"A 25-N crate is held at rest on a frictionless incline by a force that is parallel to the incline. If the incline is 25◦ above the horizontal the magnitude of the normal force of the incline on the crate is: "?
Well, it seems like the crate is really feeling the pressure to stay put on that incline! But not to worry, because the normal force has got its back. In this case, since the incline is at an angle of 25 degrees above the horizontal, the magnitude of the normal force would be equal to the weight of the crate, which is 25 Newtons. So, you could say the crate is getting a "normal" amount of support from the incline. Keep up the good work, Mr. Crate!
To find the magnitude of the normal force acting on the crate on the incline, we need to consider the forces acting on the crate.
1. Gravity force: The weight of the crate acts straight downward and can be calculated using the formula:
Weight = mass * gravity
Given that the weight of the crate is 25 N, we can calculate the mass by rearranging the formula:
mass = weight / gravity
Assuming gravity is approximately 9.8 m/s^2, the mass of the crate is:
mass = 25 N / 9.8 m/s^2
2. Normal force: The normal force acts perpendicular to the incline and counters the force of gravity. Since the crate is at rest, the normal force is equal in magnitude but opposite in direction to the weight. Therefore, the normal force is 25 N.
Note: The angle of inclination does not affect the magnitude of the normal force.
To find the magnitude of the normal force of the incline on the crate, we need to understand the forces acting on the crate.
In this scenario, we have a crate on an incline, and the force holding the crate at rest is parallel to the incline. We can break down the forces acting on the crate into two components - one parallel to the incline and one perpendicular to the incline.
1. The weight of the crate, which is the force acting vertically downward. We can find this by multiplying the mass of the crate by the acceleration due to gravity (g ≈ 9.8 m/s^2).
Weight (W) = mass (m) * acceleration due to gravity (g)
2. The force holding the crate at rest, which is parallel to the incline. This force is given as 25 N in the question.
Now, let's find the normal force, which is the perpendicular force exerted by the incline on the crate.
The force components can be related to each other by using trigonometry, as follows:
Weight (W) = mg * sin(θ)
Force parallel to incline (F_parallel) = mg * cos(θ)
where θ is the angle of the incline (25 degrees in this case).
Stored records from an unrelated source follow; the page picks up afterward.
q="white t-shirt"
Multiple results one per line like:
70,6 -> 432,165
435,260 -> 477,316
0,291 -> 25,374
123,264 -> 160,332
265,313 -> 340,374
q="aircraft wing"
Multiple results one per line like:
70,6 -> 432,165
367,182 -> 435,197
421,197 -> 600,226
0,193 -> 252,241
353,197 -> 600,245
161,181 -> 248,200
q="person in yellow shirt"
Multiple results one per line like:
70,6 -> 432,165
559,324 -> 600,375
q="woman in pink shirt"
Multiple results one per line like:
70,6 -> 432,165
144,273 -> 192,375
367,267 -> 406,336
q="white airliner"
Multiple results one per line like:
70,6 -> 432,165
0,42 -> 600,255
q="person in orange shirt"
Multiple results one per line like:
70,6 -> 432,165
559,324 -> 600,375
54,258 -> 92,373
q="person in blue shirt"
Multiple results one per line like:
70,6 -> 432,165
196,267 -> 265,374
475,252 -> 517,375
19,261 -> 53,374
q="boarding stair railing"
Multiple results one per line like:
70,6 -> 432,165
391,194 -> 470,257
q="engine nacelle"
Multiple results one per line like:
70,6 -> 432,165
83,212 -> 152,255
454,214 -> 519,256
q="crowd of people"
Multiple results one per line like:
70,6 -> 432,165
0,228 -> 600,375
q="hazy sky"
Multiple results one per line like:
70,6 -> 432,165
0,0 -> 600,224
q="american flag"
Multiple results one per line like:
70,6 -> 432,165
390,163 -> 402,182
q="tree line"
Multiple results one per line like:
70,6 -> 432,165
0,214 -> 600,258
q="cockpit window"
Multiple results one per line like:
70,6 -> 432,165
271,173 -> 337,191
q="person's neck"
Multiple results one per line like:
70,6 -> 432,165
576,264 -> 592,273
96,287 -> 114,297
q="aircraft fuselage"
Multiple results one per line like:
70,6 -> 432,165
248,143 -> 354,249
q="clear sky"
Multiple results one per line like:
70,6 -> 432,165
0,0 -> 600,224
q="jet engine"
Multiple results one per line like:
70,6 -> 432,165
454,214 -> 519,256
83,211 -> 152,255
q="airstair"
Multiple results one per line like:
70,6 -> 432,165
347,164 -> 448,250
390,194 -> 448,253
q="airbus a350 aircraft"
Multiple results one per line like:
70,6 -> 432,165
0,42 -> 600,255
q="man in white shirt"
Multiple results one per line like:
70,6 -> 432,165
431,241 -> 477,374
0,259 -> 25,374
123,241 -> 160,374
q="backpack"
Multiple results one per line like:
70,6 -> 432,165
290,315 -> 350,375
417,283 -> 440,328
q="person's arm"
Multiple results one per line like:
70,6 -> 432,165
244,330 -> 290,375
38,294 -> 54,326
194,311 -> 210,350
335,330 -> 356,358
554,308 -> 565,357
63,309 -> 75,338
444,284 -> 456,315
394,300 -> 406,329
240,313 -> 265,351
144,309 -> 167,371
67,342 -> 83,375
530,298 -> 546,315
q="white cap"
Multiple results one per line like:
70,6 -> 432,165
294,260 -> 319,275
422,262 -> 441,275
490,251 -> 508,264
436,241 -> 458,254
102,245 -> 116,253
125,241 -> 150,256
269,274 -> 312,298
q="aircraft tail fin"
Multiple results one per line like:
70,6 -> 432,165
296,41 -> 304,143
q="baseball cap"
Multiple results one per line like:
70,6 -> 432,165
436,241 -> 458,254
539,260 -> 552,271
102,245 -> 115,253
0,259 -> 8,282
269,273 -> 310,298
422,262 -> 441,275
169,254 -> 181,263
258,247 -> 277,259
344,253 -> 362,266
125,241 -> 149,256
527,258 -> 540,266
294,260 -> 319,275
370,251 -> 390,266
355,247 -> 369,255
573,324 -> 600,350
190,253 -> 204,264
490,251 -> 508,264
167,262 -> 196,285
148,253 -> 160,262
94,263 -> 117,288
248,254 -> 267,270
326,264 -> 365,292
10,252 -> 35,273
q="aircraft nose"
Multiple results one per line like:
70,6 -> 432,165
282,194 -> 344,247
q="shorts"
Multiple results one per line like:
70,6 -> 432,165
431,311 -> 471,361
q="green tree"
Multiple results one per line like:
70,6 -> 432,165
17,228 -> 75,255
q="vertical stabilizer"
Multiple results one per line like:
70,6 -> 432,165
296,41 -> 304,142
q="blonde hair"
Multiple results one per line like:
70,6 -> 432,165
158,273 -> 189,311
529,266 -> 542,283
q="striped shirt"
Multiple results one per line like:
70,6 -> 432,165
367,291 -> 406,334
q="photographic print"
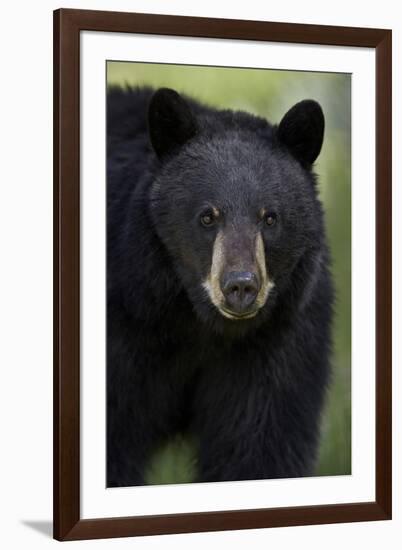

Since the crate is at rest, the force parallel to the incline cancels out the force of gravity along the incline.
F_parallel = Weight (W)
Now, we can find the normal force (N) using the force perpendicular to the incline:
Normal force (N) = Weight (W) * cos(θ)
Substituting the values:
Normal force (N) = (mg * sin(θ)) * cos(θ)
We know that the weight (W) equals mg, so we can simplify the equation:
Normal force (N) = mg * sin(θ) * cos(θ)
Plugging in the values:
Normal force (N) = (25 kg * 9.8 m/s^2) * sin(25°) * cos(25°)
Evaluating this equation will give you the magnitude of the normal force acting on the crate.